Этот год сломал ему кости. Он лежал на койке в клинике с парой искусно зашитых сине-красных шрамов и не считал дней до срока, когда ему обещано было снять гипсовый панцирь: под ним, обнадёживали пациента, всё заживёт. Неизвестный водитель, больной это узнал, умер. Он мельком подумал об усопшем и уставился в потолок. Он подумал о водителе как о погибшем у себя на родине, представил себе его ,такое ясное, сосредоточенное лицо, молодые и цепкие руки на руле, как наяву увидел его бешено мчащимся в гущу мрака- и там охваченного пламенем.
Наступил май. Цветы в палате, свежие и душистые, ежедневно меняли. В полдень ролеты на окнах не вздёргивали- и нектаром пахло в палате.
Силой воображения рассмотрев лицо покойника, убедился, что водитель погиб молодым. Раненый же, хоть и чувствовал себя стариком, был в действительности молод, а сутулился и опускал голову: собственные мысли и планы тревожили его. В юности он хотел было себе ранней смерти, не желал дотягивать до собственного тридцатилетия, а теперь вот жаждал жизни.
Прежде в голове его топорщились знаки препинания, а теперь сгустились первые предложения- посредством их он ступил в миръ. Прежде он считал себя способным всё домыслить до пределов, и даже замечал за собой шаги первопроходца в неизведанное- теперь оказалось, что они все вели в сторону. Долго не знал он, чему верить, и разве не стыдно вообще верить во что-то?

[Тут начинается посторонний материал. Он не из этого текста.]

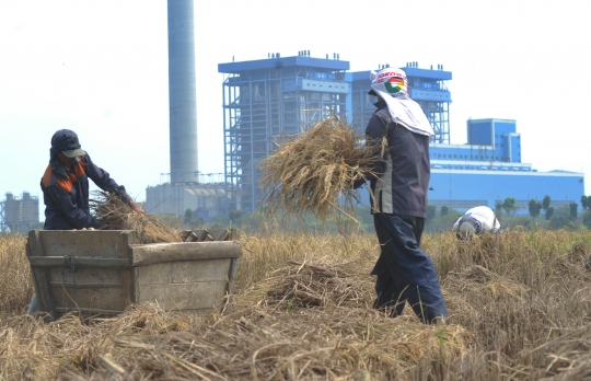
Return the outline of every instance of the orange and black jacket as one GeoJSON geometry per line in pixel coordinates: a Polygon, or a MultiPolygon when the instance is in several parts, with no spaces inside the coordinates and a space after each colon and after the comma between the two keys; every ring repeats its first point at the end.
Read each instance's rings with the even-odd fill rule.
{"type": "Polygon", "coordinates": [[[124,200],[131,198],[123,185],[111,178],[108,172],[96,166],[90,155],[77,158],[72,169],[67,169],[67,178],[47,165],[40,186],[45,203],[46,230],[71,230],[101,228],[103,222],[94,218],[89,207],[89,177],[103,190],[114,192],[124,200]]]}

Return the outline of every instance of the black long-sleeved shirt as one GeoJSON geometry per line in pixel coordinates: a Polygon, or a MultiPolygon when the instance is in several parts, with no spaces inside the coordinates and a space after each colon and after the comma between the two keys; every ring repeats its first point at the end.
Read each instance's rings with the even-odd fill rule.
{"type": "Polygon", "coordinates": [[[372,169],[375,176],[368,176],[375,197],[372,213],[427,216],[427,192],[431,176],[429,137],[412,132],[391,122],[385,101],[375,103],[366,128],[366,145],[374,147],[373,154],[381,157],[382,138],[387,139],[387,150],[372,169]]]}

Теперь он опёрся на собственный авторитет, обрёл доверие к себе.
Незадолго до выписки из клиники он посмотрелся в зеркало чтоб причесаться- увидел себя мало изменившимся, но немного осунувшегося на кисейной подушке, а в глубине растрёпанной своей шевелюры- нечто серебристое. Присмотревшись, он нащупал седой волос!
Сердце учащённо забилось.
Он безумно и отстранённо рассматривал свои волосы.
На следующий день, боясь обнаружить уже несколько седых волос, он снова рассмотрел свою шевелюру- но там белел по-прежнему лишь один. Наконец, пациент сказал себе: "Я ведь жив и желаю жизни. Седой волос, этот светлый свидетель моей боли и начала зрелости, как он мог напугать меня? Он отрастёт немного, а затем выпадет- и в памяти останется послевкусие страха! Мне ли бояться жизни, что ведёт к старости, жизни- процесса, который дал мне тело?
Я ведь жив!"
Он скоро выздоровеет.
Ему скоро тридцать. День настанет- но никто не ударит в гонг чтобы взбодрить юбиляра.
Нет, не настанет- он уже минул, первым в веренице дней ушедшего года. Года, который минул в муках.
Он живо думает о службе, стремится устроиться, поскорее миновать врата жизни- прочь от несчастливого, дряхлого, выморочного.
Говорю тебе: "Встань, иди! Твои кости целы".

перевод с немецкого Терджимана Кырымлы

Ингеборг Бахманн "Тридцатый год", рассказ (отрывок 15)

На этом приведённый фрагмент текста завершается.